I also need to build a stand for my skimmer ..... Haven't even sourced what would work best in that regard.

Here's a pic of where I'm at


----------



## tom g (Jul 8, 2009)

*electrical*

u can get that stuff at sayal electronics , always in stock ..great stuff as fury says paints well , I just used a spray paint can ,, no issues 
as for the skimmer stand I just built one out of eggcrate and tie straps solid and no issues there ....


----------



## kamal (Apr 21, 2009)

^ +1 for the egg crate stand for the skimmer  Its what I have done too.


----------



## saltmeup (Nov 12, 2015)

tom g said:


> u can get that stuff at sayal electronics , always in stock ..great stuff as fury says paints well , I just used a spray paint can ,, no issues
> 
> as for the skimmer stand I just built one out of eggcrate and tie straps solid and no issues there ....
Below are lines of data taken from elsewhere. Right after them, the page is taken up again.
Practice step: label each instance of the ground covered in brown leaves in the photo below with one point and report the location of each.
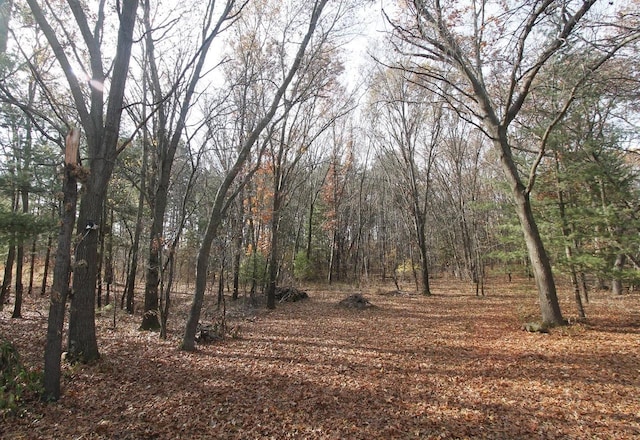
(448, 366)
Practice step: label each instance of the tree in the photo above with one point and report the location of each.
(222, 201)
(101, 126)
(167, 137)
(62, 271)
(486, 71)
(409, 127)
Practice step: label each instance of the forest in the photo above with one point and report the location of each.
(319, 219)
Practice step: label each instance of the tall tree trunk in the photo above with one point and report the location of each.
(5, 16)
(566, 235)
(542, 273)
(8, 275)
(32, 265)
(17, 305)
(616, 283)
(130, 285)
(47, 262)
(61, 274)
(424, 255)
(220, 205)
(83, 345)
(273, 257)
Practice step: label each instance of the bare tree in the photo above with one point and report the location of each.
(486, 71)
(222, 200)
(101, 126)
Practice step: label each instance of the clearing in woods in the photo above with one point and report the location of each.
(449, 366)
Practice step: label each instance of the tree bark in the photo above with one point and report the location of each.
(220, 205)
(616, 284)
(82, 337)
(542, 273)
(61, 277)
(8, 275)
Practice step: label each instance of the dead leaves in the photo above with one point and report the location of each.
(447, 366)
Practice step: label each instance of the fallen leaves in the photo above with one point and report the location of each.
(447, 366)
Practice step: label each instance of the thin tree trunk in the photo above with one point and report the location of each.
(47, 262)
(17, 305)
(32, 265)
(616, 284)
(8, 275)
(219, 206)
(61, 275)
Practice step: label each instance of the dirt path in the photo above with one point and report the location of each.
(449, 366)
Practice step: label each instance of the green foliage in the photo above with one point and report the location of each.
(17, 383)
(254, 268)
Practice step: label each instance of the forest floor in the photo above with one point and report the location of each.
(449, 366)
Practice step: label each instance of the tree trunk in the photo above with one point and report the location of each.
(47, 262)
(616, 284)
(17, 305)
(103, 142)
(542, 273)
(5, 16)
(424, 256)
(219, 206)
(273, 257)
(32, 265)
(61, 276)
(8, 275)
(135, 246)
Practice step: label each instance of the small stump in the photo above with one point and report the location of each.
(356, 301)
(290, 294)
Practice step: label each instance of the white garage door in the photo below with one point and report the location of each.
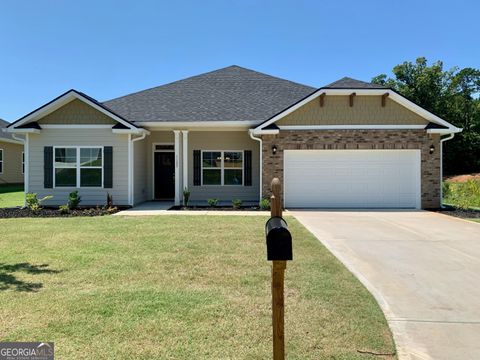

Thanks Tom. Weird question.....where can I get egg crate and might there be a more aesthetically pleasing option ....other than glass. I think I'm done with sump glass Lol


----------



## kamal (Apr 21, 2009)

Home depot is where I went in the past

Sent from my HTC One_M8 using Tapatalk


----------



## tom g (Jul 8, 2009)

*Egg crate*

Home Depot. ..I think they only have white it's in the lighting section .. called light diffuser..plastic world I think 
Carries black...plastic world also has scrap acrylic u can try making it out of acrylic...


----------



## fury165 (Aug 21, 2010)

Canada corals may still carry it, check with the guys there. plastic world carries as well in black


----------



## kookie_guy (Oct 15, 2014)

If you want something prettier that will match the colour scheme of your sump, just go to plastic world and get some red and white acrylic. Then weld up your own. Plastic world has a great selection of offcuts, good size offcuts.

Regarding the cable ducting, how much do you need?


----------



## saltmeup (Nov 12, 2015)

kookie_guy said:


> If you want something prettier that will match the colour scheme of your sump, just go to plastic world and get some red and white acrylic. Then weld up your own. Plastic world has a great selection of offcuts, good size offcuts.
> 
> Regarding the cable ducting, how much do you need?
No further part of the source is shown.